A introdução dessa lógica avaliativa punitiva no campo da pós-graduação brasileira resultou numa espécie de busca desenfreada pelo aumento da produtividade dos programas de pós-graduação e, consequentemente, dos docentes e discentes neles inseridos. Nesse contexto, a categoria produtividade tornou-se a base de sustentação desse modelo avaliativo, estando relacionada geralmente à quantidade de produção intelectual, sobretudo bibliográfica, publicada pelos pesquisadores dentro de uma delimitação temporal e que se tornou um “[...] quantum básico e necessário para conservar os pesquisadores na sua posição estatutária em seu campo científico” (LUZ, 2005, p. 43).

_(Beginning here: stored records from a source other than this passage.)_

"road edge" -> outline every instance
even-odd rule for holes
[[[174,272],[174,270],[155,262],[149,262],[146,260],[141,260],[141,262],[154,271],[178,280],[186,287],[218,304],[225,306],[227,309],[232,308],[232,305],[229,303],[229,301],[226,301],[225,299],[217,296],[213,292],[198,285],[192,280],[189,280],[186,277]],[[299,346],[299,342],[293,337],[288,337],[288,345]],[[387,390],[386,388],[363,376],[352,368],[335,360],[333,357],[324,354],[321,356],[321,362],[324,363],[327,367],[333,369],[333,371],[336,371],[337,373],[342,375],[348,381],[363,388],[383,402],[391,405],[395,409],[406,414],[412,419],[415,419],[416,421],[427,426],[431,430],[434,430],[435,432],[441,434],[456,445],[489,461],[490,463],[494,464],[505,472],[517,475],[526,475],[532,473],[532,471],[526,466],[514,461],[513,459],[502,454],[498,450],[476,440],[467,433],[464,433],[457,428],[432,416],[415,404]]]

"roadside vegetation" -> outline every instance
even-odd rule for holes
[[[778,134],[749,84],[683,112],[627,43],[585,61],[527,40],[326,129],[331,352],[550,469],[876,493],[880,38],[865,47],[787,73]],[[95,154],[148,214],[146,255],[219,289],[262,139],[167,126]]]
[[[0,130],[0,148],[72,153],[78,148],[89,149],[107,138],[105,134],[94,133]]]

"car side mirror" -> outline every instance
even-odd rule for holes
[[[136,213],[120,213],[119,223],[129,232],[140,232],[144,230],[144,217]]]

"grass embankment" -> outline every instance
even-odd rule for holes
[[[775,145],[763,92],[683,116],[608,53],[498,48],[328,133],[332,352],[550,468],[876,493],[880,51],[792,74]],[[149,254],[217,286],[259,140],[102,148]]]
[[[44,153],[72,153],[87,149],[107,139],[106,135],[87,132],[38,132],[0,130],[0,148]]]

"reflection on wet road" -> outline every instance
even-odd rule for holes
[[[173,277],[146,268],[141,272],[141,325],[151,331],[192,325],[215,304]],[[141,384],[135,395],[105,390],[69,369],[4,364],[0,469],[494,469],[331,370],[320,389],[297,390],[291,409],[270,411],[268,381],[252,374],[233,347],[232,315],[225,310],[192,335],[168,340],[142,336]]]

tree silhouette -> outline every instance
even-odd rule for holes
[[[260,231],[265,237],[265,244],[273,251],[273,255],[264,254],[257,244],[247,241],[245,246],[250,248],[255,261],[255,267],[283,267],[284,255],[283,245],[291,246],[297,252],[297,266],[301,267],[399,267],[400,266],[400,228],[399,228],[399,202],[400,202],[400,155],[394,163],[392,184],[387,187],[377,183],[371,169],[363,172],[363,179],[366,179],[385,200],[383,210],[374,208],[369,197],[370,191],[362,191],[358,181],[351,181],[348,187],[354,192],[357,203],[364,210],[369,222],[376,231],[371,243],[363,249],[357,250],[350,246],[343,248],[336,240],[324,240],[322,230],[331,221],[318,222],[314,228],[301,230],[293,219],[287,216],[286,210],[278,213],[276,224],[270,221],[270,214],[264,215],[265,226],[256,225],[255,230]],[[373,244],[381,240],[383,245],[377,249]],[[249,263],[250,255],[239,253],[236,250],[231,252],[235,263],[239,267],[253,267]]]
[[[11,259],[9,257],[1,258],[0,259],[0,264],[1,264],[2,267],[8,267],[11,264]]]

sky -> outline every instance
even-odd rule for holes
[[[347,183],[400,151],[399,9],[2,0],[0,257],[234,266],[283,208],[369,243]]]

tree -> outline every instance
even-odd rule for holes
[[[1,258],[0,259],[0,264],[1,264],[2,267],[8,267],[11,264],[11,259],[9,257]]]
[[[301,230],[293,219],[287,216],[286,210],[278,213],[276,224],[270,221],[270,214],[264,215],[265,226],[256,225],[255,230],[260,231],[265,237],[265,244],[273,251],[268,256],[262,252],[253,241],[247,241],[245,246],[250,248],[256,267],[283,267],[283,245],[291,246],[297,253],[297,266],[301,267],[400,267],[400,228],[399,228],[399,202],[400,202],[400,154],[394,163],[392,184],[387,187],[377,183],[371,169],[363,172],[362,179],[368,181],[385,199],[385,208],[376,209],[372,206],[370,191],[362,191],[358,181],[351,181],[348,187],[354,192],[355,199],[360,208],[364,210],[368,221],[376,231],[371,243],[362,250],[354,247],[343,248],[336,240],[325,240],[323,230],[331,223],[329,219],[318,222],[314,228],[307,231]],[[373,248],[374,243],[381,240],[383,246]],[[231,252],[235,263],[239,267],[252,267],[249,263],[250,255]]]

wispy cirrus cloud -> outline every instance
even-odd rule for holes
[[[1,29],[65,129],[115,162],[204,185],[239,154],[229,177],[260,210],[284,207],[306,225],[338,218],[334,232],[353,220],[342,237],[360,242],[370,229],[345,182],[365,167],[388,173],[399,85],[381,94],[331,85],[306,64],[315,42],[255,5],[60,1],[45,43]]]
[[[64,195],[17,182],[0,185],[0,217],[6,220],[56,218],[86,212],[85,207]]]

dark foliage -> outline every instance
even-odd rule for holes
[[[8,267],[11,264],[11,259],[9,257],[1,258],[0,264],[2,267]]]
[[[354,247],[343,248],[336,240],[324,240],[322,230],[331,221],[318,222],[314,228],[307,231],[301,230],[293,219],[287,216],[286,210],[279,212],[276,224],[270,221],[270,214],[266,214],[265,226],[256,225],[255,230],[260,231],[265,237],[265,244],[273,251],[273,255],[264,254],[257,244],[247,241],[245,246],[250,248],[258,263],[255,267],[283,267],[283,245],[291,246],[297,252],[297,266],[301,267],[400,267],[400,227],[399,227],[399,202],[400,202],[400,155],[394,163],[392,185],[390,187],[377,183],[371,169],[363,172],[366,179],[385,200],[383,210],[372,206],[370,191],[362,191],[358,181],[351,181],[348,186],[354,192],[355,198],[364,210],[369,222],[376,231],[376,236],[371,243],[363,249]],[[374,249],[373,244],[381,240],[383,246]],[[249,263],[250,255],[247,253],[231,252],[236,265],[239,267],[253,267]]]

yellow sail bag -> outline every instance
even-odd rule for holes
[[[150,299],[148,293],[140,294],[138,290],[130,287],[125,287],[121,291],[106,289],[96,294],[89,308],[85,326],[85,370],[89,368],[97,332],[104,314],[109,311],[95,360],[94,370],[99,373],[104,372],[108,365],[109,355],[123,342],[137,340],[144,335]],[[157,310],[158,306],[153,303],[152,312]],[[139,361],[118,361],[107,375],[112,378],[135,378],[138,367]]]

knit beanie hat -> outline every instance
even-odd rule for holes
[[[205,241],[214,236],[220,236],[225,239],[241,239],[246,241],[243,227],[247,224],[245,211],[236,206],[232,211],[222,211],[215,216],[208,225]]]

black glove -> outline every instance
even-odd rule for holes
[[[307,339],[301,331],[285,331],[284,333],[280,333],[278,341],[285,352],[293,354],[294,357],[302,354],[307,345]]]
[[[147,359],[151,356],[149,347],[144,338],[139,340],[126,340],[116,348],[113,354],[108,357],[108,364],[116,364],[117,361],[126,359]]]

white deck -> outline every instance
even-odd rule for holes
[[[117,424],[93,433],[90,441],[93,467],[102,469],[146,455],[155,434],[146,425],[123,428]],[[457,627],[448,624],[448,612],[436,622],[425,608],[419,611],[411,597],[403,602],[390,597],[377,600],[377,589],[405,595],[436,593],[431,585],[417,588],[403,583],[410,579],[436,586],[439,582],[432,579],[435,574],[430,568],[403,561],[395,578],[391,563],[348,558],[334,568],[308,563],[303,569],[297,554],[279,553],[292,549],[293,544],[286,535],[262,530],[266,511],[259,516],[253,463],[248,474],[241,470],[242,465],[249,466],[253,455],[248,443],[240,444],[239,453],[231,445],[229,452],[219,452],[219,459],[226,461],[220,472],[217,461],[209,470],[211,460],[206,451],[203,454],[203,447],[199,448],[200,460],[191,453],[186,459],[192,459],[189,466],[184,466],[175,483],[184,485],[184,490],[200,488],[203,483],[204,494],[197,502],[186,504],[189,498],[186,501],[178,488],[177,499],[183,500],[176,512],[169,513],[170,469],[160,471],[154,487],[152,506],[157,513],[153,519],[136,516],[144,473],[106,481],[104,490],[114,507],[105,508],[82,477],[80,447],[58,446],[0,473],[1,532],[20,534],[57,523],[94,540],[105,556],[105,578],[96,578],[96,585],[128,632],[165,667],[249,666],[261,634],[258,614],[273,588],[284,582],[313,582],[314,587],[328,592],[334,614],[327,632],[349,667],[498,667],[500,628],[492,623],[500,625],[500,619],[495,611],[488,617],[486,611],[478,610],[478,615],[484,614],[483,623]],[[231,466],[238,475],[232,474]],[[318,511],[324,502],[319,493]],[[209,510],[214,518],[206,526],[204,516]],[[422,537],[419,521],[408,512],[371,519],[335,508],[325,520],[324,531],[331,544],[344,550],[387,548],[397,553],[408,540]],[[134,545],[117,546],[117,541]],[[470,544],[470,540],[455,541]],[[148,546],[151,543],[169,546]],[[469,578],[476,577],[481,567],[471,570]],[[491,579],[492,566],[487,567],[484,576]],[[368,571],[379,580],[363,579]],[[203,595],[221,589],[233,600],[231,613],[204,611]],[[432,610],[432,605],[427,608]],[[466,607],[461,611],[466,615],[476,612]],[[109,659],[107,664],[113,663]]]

De acordo com Waters (2006), a inserção de uma cultura avaliativa pautada na quantidade de publicações científicas em detrimento de sua qualidade tem comprometido o eclipse da erudição, isto é, o surgimento de publicações criativas e inovadoras tão necessárias aos processos de construção e difusão de novos conhecimentos científicos. Resgatando-se a metáfora apresentada por Luz (2005) em artigo intitulado “Prometeu acorrentado: análise sociológica da categoria produtividade e as condições atuais da vida acadêmica” pode-se inferir que o comprometimento do eclipse da erudição pode estar associado à forte atuação dos deuses do Olimpo estatal que, assim como o abutre mítico, mantém significativo controle sobre as atividades do Prometeu da ciência (os docentes vinculados às atuais estruturas universitárias), “[...] mordendo-lhe continuamente o fígado, através da exigência dos constantes relatórios parciais e finais, das avaliações periódicas em espaços de tempo cada vez mais curtos” (LUZ, 2005, p. 44).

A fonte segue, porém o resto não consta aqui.